QUERY Beer Game Simulation Performance Metrics

Duggan James james.duggan nuigal · Sat Sep 16, 2006 4:56 pm

Posted by ""Duggan, James"" <james.duggan@nuigalway.ie> Hi,

I'd be interested in views regarding metrics for measuring individual performance in a Beer Game simulation. My rationale is to find an objective measure that identifies the best player in a simulated beer game. As I see it, there are three options:

1) Cost (based on, for example, $2.00 for stockouts, $0.5 for inventory
cost)

2) Distance from inventory goal, based on a sum of squares distance of
each individual from their desired inventory.

3) Number of stockouts

Are there others people can think of, or which one of the above three would they think most suitable?

regards,
Jim.

________________________________
Dr. Jim Duggan, Chartered Engineer,
Department of Information Technology,
National University of Ireland, Galway.
IRELAND.
Posted by ""Duggan, James"" <james.duggan@nuigalway.ie> posting date Fri, 15 Sep 2006 12:36:47 +0100

Erling Moxnes Erling.Moxnes geog · Mon Sep 18, 2006 1:26 pm

Posted by ""Erling Moxnes"" <Erling.Moxnes@geog.uib.no> The three measures you suggest all measure both how well subjects do as well as how lucky they are. If for instance the factory stops producing beer, all players will experience stockouts, no matter how clever they are. Similarly, if the retailer suddenly places a huge order, the upstream players will experience stockouts.

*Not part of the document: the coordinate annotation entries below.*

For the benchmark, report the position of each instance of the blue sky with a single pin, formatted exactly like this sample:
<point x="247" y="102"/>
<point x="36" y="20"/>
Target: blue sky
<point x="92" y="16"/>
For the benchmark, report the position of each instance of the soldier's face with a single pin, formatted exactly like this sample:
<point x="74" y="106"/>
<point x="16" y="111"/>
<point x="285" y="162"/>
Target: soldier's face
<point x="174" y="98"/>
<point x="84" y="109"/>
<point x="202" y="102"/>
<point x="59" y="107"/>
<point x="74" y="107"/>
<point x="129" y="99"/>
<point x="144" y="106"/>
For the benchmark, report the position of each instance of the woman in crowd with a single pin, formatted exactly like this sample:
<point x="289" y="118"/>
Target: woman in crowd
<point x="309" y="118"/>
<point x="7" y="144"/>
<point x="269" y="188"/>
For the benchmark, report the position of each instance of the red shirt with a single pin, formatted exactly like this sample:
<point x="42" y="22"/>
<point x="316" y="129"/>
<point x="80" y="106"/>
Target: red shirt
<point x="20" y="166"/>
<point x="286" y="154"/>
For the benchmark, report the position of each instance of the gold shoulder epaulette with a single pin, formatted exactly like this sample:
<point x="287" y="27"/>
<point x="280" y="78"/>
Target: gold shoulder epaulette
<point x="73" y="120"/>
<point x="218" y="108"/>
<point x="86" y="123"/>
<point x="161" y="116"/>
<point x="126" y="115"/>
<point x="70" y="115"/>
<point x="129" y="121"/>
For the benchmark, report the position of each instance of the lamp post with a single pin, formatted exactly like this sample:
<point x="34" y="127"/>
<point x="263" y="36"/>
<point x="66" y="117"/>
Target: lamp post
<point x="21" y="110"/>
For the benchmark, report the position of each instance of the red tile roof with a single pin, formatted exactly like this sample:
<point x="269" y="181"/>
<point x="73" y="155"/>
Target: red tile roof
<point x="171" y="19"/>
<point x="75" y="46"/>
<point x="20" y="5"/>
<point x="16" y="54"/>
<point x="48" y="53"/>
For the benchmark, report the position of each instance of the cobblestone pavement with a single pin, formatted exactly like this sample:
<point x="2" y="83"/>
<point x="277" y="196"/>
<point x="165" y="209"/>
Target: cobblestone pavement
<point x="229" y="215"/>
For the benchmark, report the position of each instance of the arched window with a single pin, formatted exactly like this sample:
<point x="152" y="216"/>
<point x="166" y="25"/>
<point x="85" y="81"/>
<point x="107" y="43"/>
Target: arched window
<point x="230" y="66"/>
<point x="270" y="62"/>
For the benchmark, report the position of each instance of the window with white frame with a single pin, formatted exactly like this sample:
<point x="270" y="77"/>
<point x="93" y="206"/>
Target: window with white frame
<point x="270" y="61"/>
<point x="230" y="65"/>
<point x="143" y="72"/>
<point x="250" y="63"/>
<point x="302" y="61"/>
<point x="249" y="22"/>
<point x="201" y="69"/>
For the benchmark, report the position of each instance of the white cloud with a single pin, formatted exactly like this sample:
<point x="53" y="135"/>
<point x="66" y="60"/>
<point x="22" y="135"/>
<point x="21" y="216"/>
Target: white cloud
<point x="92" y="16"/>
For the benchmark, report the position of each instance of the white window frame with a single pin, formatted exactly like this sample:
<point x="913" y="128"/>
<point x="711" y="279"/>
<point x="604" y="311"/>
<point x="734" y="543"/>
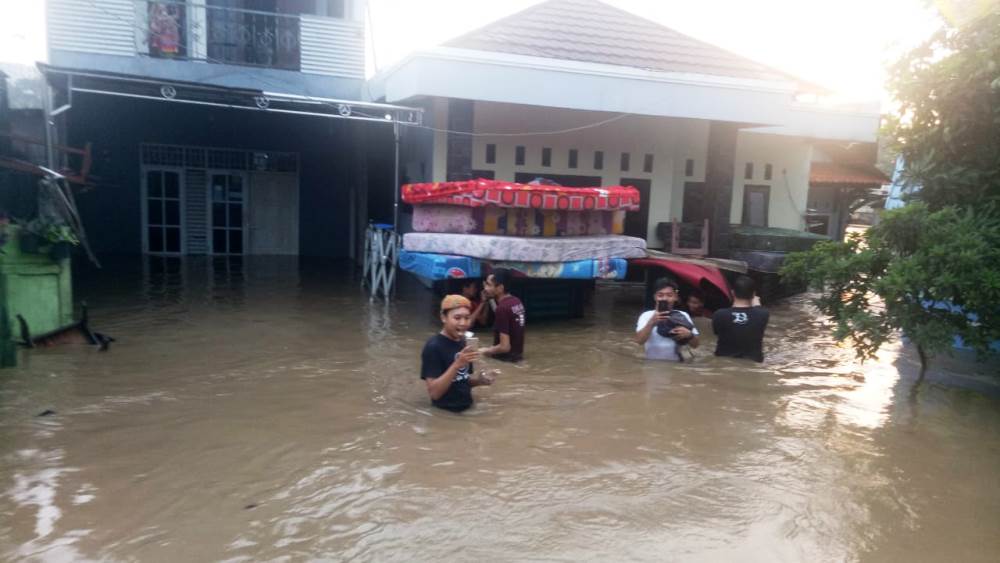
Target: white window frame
<point x="144" y="211"/>
<point x="245" y="175"/>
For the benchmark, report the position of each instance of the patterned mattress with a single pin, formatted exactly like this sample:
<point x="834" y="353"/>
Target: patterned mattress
<point x="526" y="249"/>
<point x="479" y="193"/>
<point x="442" y="267"/>
<point x="492" y="220"/>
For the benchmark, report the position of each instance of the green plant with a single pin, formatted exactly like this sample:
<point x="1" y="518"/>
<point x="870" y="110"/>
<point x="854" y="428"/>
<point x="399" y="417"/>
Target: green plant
<point x="931" y="269"/>
<point x="56" y="234"/>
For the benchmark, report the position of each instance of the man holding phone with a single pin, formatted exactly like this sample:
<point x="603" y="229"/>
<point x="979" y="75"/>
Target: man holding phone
<point x="664" y="330"/>
<point x="446" y="362"/>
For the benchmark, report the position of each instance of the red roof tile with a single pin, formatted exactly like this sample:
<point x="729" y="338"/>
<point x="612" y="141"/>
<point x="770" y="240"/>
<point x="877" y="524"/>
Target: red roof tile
<point x="827" y="173"/>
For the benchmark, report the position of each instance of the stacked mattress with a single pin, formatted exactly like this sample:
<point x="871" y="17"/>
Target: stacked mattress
<point x="463" y="229"/>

Hence, if the goal is to indentify the ""best player"", you need a more advanced metric that consideres player strategies.

Erling Moxnes

----------------------
Erling Moxnes
System Dynamics Group
Dept. of Geography
University of Bergen
Posted by ""Erling Moxnes"" <Erling.Moxnes@geog.uib.no> posting date Mon, 18 Sep 2006 09:54:55 +0200

John Sterman jsterman MIT.EDU · Mon Sep 18, 2006 1:29 pm

Posted by John Sterman <jsterman@MIT.EDU> The metric for evaluating individual performance should be the same as the metric used to determine the reward individuals receive. Anything else is not incentive compatible. So if individuals are rewarded (paid) according to the total costs of their supply chain, then that should be the metric used. You would not be surprised to find that if you reward someone for x but then measure how well they did achieving y that they didn't do too well on y. Of course, x and y may be correlated (e.g., inventory and stockout cost will be correlated to the mean square deviation between actual and desired net inventory).

--
John Sterman
Jay W. Forrester Professor of Management Director, MIT System Dynamics Group MIT Sloan School of Management
E53-351
30 Wadsworth Street
Cambridge, MA 02142
Posted by John Sterman <jsterman@MIT.EDU> posting date Sun, 17 Sep 2006 10:57:17 -0400

Carl Betterton carlb uga.edu · Mon Sep 18, 2006 1:36 pm

Posted by Carl Betterton <carlb@uga.edu> Jim,

Several commercial business simulators permit a range of performance measures similar to those you list, but also include the option for a weighted combination of measures. This I think is in recognition of the difficulty of choosing any one ""best"" measure. Also, you can consider letting players choose (before playing) the performance measure they will use.

Best regards,

Carl
Posted by Carl Betterton <carlb@uga.edu> posting date Sun, 17 Sep 2006 10:53:51 -0400

Thompson James. P (Jim) A142 Jim · Tue Sep 19, 2006 2:19 pm

Posted by ""Thompson, James. P (Jim) A142"" <Jim.Thompson@CIGNA.COM> Regarding performance metrics for the Beer Game, Carl Betterton notes that facilitators may want to ""consider letting players choose (before
playing) the performance measure they will use.""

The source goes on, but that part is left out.